Most Americans worry about cutting Social Security benefits in the future, with nearly 6 out of 10 Americans fearing it will not benefit them.
But while future cuts are a real possibility, many have missed out on the fact that the cuts did, in fact, happen. In fact, the benefit today is about 30% smaller than it was in 2000 – and things will get worse.
Social Security benefits cuts have happened
Most Americans don’t know that Social Security benefits have been effectively cut, not because of any whimsical laws and regulations. Instead, the benefits were devalued due to the way cost of living adjustments (COLA) are calculated.
Cost of living adjustments have been integrated into Social Security to ensure benefits do not lose purchasing power due to inflation. Unfortunately, the process by which this happens doesn’t really guarantee seniors actually see the added benefits they need so their retirement checks remain valid. This is because an increase occurs that uses something called CPI-W to determine how much benefits will increase from year to year.
CPI-W stands for the Consumer Price Index for urban wage earners and clerical workers. The CPI-W has more weight on some items of expenditure than others in determining rising prices. And this can be understood based on the spending patterns of urban wage earners and clericals, as the name suggests.
The problem occurs because seniors don’t spend the way these two demographic groups do. Seniors spend more on housing and health care and less on things like transportation, entertainment and childcare. And the categories in which seniors tend to spend a lot are more likely to face much higher inflation, which is not accurately measured by CPI-W.
As a result of this, research from the Federation of Senior Citizens shows that Social Security benefits have lost about 30% of their purchasing power since 2000. And every year as retirees receive small adjustments to cost of living because the CPI-W does not show much change in price, retirees will lose ground.
Unfortunately, 2021 was one of those years. For a long time, it looks like there won’t be any Social Security benefit increases next year because the COLA relies on annual changes to the CPI-W that occur in the third quarter of the year. When prices drop or stay the same in July, August and September, the COLA will not be present. And with the number of COVID cases skyrocketing and driving down demand for consumer goods in the early summer, it seems likely this year.

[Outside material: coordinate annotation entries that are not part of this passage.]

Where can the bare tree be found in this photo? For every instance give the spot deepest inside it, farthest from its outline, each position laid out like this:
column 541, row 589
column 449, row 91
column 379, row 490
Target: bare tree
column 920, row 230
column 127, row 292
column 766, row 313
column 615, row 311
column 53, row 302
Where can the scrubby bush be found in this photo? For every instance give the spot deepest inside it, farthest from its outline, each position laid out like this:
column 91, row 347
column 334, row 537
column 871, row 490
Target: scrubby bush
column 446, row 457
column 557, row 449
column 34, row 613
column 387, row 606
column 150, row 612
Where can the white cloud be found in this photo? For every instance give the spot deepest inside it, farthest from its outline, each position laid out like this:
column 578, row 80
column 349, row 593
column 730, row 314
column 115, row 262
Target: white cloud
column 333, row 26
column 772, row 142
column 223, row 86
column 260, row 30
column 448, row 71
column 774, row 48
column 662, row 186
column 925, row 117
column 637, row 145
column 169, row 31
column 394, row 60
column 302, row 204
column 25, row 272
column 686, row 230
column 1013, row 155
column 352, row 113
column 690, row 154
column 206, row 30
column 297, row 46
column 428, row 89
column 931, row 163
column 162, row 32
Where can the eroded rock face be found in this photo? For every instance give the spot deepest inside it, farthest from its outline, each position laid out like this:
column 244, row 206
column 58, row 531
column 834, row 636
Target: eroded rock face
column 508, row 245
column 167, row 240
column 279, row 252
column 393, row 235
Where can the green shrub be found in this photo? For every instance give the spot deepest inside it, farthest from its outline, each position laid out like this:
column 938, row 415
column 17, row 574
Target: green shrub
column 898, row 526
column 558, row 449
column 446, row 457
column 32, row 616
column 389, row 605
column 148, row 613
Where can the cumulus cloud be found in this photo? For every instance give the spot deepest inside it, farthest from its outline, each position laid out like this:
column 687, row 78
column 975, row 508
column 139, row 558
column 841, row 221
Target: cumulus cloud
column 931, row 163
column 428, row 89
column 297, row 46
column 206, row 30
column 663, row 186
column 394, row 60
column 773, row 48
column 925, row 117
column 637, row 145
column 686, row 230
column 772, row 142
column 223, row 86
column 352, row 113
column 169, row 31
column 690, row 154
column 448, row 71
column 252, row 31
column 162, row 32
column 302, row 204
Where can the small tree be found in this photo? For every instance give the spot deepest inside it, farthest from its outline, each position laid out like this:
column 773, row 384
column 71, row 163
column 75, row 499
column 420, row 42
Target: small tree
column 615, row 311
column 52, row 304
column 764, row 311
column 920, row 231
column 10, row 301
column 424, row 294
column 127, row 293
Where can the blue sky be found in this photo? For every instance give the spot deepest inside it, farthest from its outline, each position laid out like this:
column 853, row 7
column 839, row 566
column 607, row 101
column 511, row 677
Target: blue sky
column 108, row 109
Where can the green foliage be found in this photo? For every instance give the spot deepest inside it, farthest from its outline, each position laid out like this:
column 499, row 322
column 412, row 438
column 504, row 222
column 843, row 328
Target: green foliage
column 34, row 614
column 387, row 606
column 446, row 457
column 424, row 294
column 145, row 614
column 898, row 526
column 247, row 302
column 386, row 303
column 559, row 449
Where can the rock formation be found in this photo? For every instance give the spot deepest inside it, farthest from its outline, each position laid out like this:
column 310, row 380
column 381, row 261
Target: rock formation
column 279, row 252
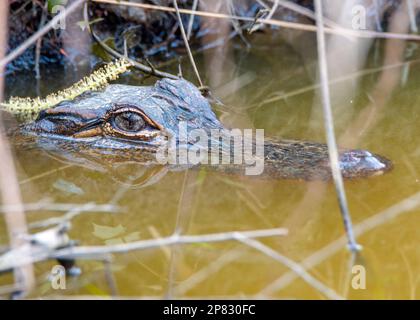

Ultimately, however, higher inflation in the second half of the summer means there will eventually be a rally. But retirees will only see their benefits grow 1.3% over the next year. This is the smallest COLA since 2017, with an average senior receiving less than $ 20 per month in Social Security benefits.
This small increase will come at a time when housing prices are at record highs and when medical costs are rising rapidly. And unfortunately, the evidence also shows that changes in consumer spending patterns due to the pandemic affected the accuracy of the consumer price index as a measure of inflation, leading to key data. formula shows that the cost of living increases more slowly than reality.
For both current and future retirees, a small COLA that underestimates rising prices will only work to accelerate the slow and steady decline in Social Security purchasing power. The Social Security cuts have real consequences, as existing retirees may need to tighten their budgets to avoid having to increase retirement account withdrawals or go into debt to maintain them. their standard of living. And future retirees may need to save more into the future to make sure they aren’t overly reliant on lower annual Social Security benefits.